Subject variance. Some subjects clear 0.80; the bottom pair (A05, A06) sit in the low 0.40s — well above chance (0.25) but too low to be useful. BCI illiteracy is a real phenomenon — roughly 15–30% of subjects produce MI signals that classical pipelines cannot separate, regardless of model tuning. It's not a bug at Level 1; it's a fact about the population.

Pooled across all 9 subjects (2,592 test trials), rows are the true class and columns the prediction:

True ↓ / Pred → Left hand Right hand Both feet Tongue
Left hand 422 124 59 43
Right hand 115 428 57 48
Both feet 61 69 397 121
Tongue 48 121 117 362
Cross-subject confusion matrix

The clearest pattern is left↔right hand confusion (124 and 115 off-diagonal) — same rhythms, mirrored cortex, and CSP can blur the lateralization for some subjects. Beyond that the errors are diffuse: feet and tongue confuse with each other (~120 each direction) but also leak heavily into the hand classes.
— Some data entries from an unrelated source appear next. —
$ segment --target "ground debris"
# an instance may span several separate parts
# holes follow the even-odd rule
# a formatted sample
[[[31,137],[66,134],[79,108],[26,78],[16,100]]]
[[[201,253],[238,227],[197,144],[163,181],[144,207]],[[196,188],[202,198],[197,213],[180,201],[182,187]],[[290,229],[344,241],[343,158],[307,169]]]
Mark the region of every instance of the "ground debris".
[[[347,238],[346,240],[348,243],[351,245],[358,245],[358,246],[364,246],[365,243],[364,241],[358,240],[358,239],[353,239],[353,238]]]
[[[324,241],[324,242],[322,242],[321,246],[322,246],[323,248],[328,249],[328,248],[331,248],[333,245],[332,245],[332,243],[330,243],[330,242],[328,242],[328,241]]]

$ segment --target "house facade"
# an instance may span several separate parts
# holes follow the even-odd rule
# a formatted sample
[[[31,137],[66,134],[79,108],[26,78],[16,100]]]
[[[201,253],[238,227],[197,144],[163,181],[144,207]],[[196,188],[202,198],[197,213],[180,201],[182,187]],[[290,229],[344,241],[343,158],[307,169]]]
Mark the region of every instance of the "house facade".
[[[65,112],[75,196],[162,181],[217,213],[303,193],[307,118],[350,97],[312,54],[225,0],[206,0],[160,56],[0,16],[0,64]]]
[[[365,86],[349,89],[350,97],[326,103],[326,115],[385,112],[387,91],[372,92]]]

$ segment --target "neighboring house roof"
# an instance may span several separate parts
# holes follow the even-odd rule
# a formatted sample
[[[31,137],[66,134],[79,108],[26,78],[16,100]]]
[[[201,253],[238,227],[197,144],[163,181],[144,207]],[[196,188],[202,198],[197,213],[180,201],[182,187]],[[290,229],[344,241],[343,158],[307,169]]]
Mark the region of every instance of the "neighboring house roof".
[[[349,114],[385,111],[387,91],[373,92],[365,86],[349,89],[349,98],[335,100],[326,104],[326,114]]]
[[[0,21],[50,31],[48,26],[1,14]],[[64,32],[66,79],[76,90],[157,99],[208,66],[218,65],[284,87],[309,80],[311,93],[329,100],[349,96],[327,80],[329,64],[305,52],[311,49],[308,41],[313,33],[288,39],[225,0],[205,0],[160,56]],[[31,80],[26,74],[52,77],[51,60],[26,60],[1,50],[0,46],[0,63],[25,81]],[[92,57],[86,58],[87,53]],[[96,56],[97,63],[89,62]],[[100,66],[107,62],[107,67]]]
The motor-homunculus story is real for hands; it's a much weaker organizing principle for the rest.

What I'm taking into Level 2

A few honest gaps I'm carrying forward.

My CSP is a simplified variant. No per-trial demeaning, no trace normalization. The canonical Blankertz et al. 2008 formulation does both. At single-band 8–30 Hz with N288N \approx 288 trials, the difference is small enough that I land in the published range. At Level 2 (FBCSP) it stops being optional — multiple bands with varying amplitudes mean trace normalization is doing real stabilization work.

The 8–30 Hz band is wide. Mu (8–13) and beta (13–30) are physiologically distinct rhythms with different spatial signatures. A single CSP per binary problem averages across that. FBCSP — Level 2 — fixes this by learning per-sub-band filters and selecting the discriminative ones.

Session shift is the open problem. That ~8pt CV-to-test gap is the structural ceiling on any model that trains within one session and evaluates on another. It's not obvious that adding parameters helps — deep models can also overfit to session-specific statistics. Level 3 (EEGNet) will give me an empirical answer rather than a theoretical one.